Стас, помолчав, посмотрел на обелиск, на венки и продолжил:

- Сейчас любители экстремальных увлечений ради удовольствия и адреналина лазают по неприступным горам, спускаются на катамаранах по смертельно опасным речкам, но это какие-то пять-семь дней, после которых они чувствуют себя настоящими героями. А тут месяцами в окопах – в дождь, в снег, в июльское пекло и февральский мороз. Да не просто лежать, а вставать и идти на летящий прямо в тебя свинец. В глаза… в лоб… в живот… в грудь… Я вон только немного порезал сегодня палец, и то до сих пор болит. А их всех перепахивало осколками, величиной с кулак! Прошивало насквозь свинцом, и хорошо еще, если насквозь, а то ведь потом его еще и вынимали в госпиталях. И – опять они шли! За что - за все это?! – обвел он рукой вокруг.

- Нет, Стасик! – отрицательно покачала головой Лена.

- А за что же тогда?

Лена подумала и сказала:

- Может, это не современно и как-то уж громко. Но тебе скажу. Потому что ты еще можешь понять. За Родину, Стасик. За нас вот с тобой… Ведь Родина – это мама. А иногда и мама болеет. Ничего, выздоровеет и на этот раз!

Стас невольно покосился на Лену: надо ж как незаметно и главное правильно успела вырасти эта покровская березка… Да и не только эмоции, но и историческая правда была в ее словах.

- Да, - согласился он, - на Руси частенько и не такое случалось. Владимир Всеволодович вообще считает, что сейчас самые счастливые и сытые времена, какие только бывали в нашей истории! Он называет это эпохой духовного возрождения и даже вторым крещением Руси!

- Вот видишь! – обрадовалась Лена и ухватила его за руку, но, тут же устыдившись такого порыва, смущенно предложила: - Значит, идем к храму?

По пути к храму они неожиданно встретили… Нину. Увидев свою первую любовь, Стас засмущался, руки сразу стали мешать ему. А Нина, наоборот, спокойно, как ни в чем не бывало, приветливо кивнула и погрозила пальцем Лене:

- Какая же ты красивая стала, Ленка! Смотри Стасик, не упусти свою судьбу!

- Да ведь она же совсем еще девочка! – засмеялся тот, но Нина вполне серьезно сказала:

- Она уже взрослая девочка, причем такая, какой ты ни в одной Москве не найдешь! А ты, Ленка, - обратилась она к не знавшей, куда девать себя, Лене. – Что на все это скажешь? Ты-то согласна?

- Я?.. да… - зардевшись, призналась Лена, - если только… Стасик меня подождет!

- Ну как, обещаешь ее подождать, Стас?

- Разумеется! - обращая все в шутку, пообещал тот. - Только, конечно, если она постарается подрасти!

- Хорошо… Я… постараюсь! - чуть слышно прошептала Лена, и только тут Стас понял, что ей сейчас столько же лет, сколько было ему тогда здесь, в Покровке, когда его посетило первое чувство к Нине, и что это было ее своеобразным признанием в любви, причем, не к кому-нибудь, а к нему…

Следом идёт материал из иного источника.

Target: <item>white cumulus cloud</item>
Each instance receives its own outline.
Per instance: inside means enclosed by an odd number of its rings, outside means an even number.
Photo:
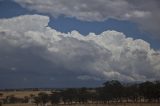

Нина покатила свою коляску дальше. Они, стараясь говорить о чем угодно, только не о только что сказанном, прошли еще несколько домов и остановились у пруда, который местные жители называли озером. По его поверхности, отражаясь от неба, плыли ослепительно белые облака.

- Смотри, как похоже на Китеж-град! – воскликнул, показывая на них, Стас.

- На что? – не поняла Лена.

- Да есть такая красивая легенда о древнем городе Китеж, - Стас сам взял Лену за руку и с жаром стал говорить: - Чтобы не достаться татаро-монголам, его жители умолили Бога спрятать их в озере. Вместе со всеми своими домами, церквями и колокольнями. Говорят, до сих пор там иногда можно услышать звон колоколов…

- Красивая легенда… - восхищенно прошептала Лена и, вдруг высвободив руку, неожиданно стала совсем чужой: - Только в жизни все почему-то наоборот!